Settings>AirPlay>Play from iTunes in the Cloud>OFF

If you have your iMac on the same home network, turned on and iTunes open (with Home Sharing turned on), this will play any downloaded content off the iMac (from "Computers" in ATV). If it's set to AUTO it will attempt to play off iCloud, using your internet connection.

However, some things, for some unknown reason, it has to get approval before playing (I think this is stupid, if it's in iTunes downloaded on one of your devices it should play without checking first.), but, this might help?
 
Check this ATV setting:

Settings>AirPlay>Play from iTunes in the Cloud>OFF

If you have your iMac on the same home network, turned on and iTunes open (with Home Sharing turned on), this will play any downloaded content off the iMac (from "Computers" in ATV). If it's set to AUTO it will attempt to play off iCloud, using your internet connection.

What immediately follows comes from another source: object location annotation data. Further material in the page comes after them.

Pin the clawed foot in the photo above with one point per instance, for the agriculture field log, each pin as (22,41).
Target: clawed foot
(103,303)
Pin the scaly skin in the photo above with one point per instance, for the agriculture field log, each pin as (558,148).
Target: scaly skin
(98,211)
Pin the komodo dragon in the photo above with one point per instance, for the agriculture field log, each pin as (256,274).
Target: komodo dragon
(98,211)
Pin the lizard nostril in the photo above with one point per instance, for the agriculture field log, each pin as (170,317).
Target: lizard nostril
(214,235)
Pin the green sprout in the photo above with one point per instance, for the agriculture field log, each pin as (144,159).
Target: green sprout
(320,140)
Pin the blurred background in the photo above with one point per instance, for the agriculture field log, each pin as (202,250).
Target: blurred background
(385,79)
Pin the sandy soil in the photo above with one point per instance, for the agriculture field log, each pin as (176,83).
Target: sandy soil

However, some things, for some unknown reason, it has to get approval before playing (I think this is stupid, if it's in iTunes downloaded on one of your devices it should play without checking first.), but, this might help?

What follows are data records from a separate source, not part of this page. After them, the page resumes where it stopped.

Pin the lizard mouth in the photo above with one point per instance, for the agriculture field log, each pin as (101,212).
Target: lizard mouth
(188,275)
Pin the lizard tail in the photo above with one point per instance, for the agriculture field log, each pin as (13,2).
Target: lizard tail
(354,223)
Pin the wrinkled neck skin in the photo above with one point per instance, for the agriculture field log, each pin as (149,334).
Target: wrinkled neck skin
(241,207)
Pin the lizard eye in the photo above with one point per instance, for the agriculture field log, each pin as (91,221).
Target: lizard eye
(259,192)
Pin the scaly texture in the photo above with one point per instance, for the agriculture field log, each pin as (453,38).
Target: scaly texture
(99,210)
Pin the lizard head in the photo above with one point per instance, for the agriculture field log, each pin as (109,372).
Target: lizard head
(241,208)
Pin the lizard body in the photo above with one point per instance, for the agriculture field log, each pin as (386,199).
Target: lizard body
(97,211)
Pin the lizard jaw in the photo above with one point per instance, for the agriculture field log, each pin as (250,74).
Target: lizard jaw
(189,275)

Thank you - will try this out.

The iMac also insisted on "phoning home" before playing DRM content. As I said, I had to hotspot my iPad - just to get the iMac to Airplay to the ATV
 
Is the iMac already an "authorized" device per your iTunes account? If so, I don't think it even needs to phone home when playing from previously authorized devices. I could be wrong though.
 
My understanding is this - if you attempt anything via Home Sharing (e.g. browsing and playing your library on iMac via :apple:TV's UI), a call home is inevitable (iTunes Store authentication via your AppleID).
However, if you have the movie on your mac, start the playback on iTunes and switch to AirPlay, it should not call home.
I can not say anything about DRM-ed movies though, I don't have any. But as I have understood it, iTunes is able to decrypt them also offline from Internet.
 
My understanding is this - if you attempt anything via Home Sharing (e.g. browsing and playing your library on iMac via :apple:TV's UI), a call home is inevitable (iTunes Store authentication via your AppleID).

Correct, even if it's movies that you yourself ripped. It's not the "content" that is being authorized. It's the authorization to connect to the computer doing the steaming that is being verified. So the AppleTV verifies that the accounts on each end are valid.

As a result, if you have no Internet connection then you will not be able to watch ANY movies on the iTunes host, regardless if you bought or ripped them. Music however will continue to function correctly, since it does not use Home Sharing.

My experience with this
https://forums.macrumors.com/threads/1701033/
 
Thank you for the link to the other discussion. I didn't realise the problem went beyond the ATV (ie home sharing).
A pity it contains no good news.
 
...As a result, if you have no Internet connection then you will not be able to watch ANY movies on the iTunes host, regardless if you bought or ripped them. ….

This is something that the ATV Gen 1 could do (no internet connection to play content) since it could host the content locally - I'm hoping the new ATV has storage (rumors are it will) and allows us to host content locally with the functionality (play without phoning home for authorization each time).
 
This is something that the ATV Gen 1 could do (no internet connection to play content) since it could host the content locally - I'm hoping the new ATV has storage (rumors are it will) and allows us to host content locally with the functionality (play without phoning home for authorization each time).

Ideally you just let the two devices do the handshake between themselves. Or maybe set a key so that if the devices do go offline they can only negotiate with each other...sort of like if the Apple TV looses internet connection it becomes "locked" to the last server it was authorized to.